Nyrada Inc. (ASX:NYR), a clinical-stage drug discovery and development company, has announced that the Safety Review Committee (SRC) of its Phase I clinical trial has concluded its final meeting to review blinded safety data. The SRC has assessed safety and pharmacokinetic data from the sixth and final cohort of the Phase I trial, where participants received Xolatryp at the same concentration as cohort five, but with dosing increased from three to six hours, resulting in a double dose. Consistent with findings from the previous five cohorts, the SRC confirmed an absence of safety signals, dose-limiting toxicities, or unexpected side effects among the 48 participants dosed in this Phase I study. No serious adverse events were reported, and all observed adverse events were classified as either mild or moderate.
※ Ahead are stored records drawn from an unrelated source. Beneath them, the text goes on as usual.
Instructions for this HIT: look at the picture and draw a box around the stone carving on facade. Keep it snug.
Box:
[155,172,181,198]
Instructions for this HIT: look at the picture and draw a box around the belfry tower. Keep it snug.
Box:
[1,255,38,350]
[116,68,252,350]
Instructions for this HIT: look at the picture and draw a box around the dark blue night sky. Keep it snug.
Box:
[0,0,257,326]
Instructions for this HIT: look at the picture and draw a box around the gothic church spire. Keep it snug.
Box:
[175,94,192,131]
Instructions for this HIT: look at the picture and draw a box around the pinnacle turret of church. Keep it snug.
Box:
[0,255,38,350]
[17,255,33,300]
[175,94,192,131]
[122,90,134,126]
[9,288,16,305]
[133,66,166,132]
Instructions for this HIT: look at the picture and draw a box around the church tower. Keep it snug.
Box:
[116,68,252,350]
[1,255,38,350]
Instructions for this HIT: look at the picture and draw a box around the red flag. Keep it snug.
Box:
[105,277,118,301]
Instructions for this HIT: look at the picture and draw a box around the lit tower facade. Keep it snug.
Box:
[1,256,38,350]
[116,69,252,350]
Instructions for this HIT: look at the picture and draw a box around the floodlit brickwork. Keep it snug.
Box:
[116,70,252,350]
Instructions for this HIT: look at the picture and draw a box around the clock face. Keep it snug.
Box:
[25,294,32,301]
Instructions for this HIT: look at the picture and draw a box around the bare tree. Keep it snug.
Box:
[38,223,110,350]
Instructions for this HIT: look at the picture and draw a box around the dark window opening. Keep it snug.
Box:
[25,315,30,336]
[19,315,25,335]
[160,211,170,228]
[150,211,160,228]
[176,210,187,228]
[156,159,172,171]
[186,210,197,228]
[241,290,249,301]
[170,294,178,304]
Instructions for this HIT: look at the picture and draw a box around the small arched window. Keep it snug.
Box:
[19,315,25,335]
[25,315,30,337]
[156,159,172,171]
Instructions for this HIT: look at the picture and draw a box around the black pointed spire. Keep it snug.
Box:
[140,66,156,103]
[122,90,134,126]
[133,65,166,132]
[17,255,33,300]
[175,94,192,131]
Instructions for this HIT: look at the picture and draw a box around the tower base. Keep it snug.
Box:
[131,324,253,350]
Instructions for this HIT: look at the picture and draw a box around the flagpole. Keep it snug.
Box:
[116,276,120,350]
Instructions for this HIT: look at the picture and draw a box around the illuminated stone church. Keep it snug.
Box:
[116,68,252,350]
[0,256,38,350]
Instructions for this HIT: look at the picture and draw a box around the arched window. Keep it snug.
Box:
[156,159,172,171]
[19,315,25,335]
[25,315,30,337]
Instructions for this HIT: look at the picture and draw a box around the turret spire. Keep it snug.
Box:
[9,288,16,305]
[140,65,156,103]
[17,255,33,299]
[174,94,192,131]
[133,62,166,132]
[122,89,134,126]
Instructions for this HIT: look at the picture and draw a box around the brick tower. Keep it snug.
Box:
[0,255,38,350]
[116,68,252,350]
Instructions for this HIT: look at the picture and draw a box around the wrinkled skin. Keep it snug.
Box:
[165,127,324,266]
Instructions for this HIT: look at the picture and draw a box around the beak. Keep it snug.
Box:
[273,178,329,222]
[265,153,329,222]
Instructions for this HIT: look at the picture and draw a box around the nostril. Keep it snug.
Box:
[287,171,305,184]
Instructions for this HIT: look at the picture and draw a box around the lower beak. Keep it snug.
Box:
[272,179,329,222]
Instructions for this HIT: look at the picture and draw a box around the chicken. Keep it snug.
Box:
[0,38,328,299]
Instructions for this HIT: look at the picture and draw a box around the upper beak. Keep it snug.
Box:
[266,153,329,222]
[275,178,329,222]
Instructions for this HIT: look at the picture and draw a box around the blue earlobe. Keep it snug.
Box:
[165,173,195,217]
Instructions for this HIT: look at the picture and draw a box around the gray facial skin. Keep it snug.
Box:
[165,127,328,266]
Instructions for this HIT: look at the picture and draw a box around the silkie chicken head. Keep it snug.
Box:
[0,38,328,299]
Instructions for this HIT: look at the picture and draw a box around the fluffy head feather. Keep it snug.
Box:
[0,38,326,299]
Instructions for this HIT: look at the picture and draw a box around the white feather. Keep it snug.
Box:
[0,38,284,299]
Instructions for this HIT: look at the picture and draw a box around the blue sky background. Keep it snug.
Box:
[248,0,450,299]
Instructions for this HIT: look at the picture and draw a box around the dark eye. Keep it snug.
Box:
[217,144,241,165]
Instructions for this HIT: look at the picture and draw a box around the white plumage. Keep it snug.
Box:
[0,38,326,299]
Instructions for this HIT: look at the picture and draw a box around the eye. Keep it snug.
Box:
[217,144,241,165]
The SRC is satisfied that Xolatryp remains safe and well tolerated. Pharmacokinetic assessment of blood samples taken from cohort six participants also confirmed that participants were exposed to twice as much Xolatryp as cohort five participants, with a linear pharmacokinetic profile, consistent clearance, and stable volume of distribution demonstrating predictable dosing within the tested range. With final participant assessments now complete, the trial's Contract Research Organisation and clinical site are undertaking data cleaning, expected to be finalised by the end of August 2025. Once the database is locked and unblinded, a Clinical Study Report will be prepared, with an Interim Clinical Study Report projected for completion by the end of the September 2025 quarter, at which time topline data reporting on primary and secondary endpoints will be made available.

Nyrada is planning a Phase IIa clinical trial to assess the safety and exploratory effectiveness of Xolatryp in patients with acute myocardial infarction, seeking to assess safety and explore efficacy in patients with ST-Elevation Myocardial Infarction undergoing Percutaneous Coronary Intervention. The Phase IIa trial is planned for early calendar 2026.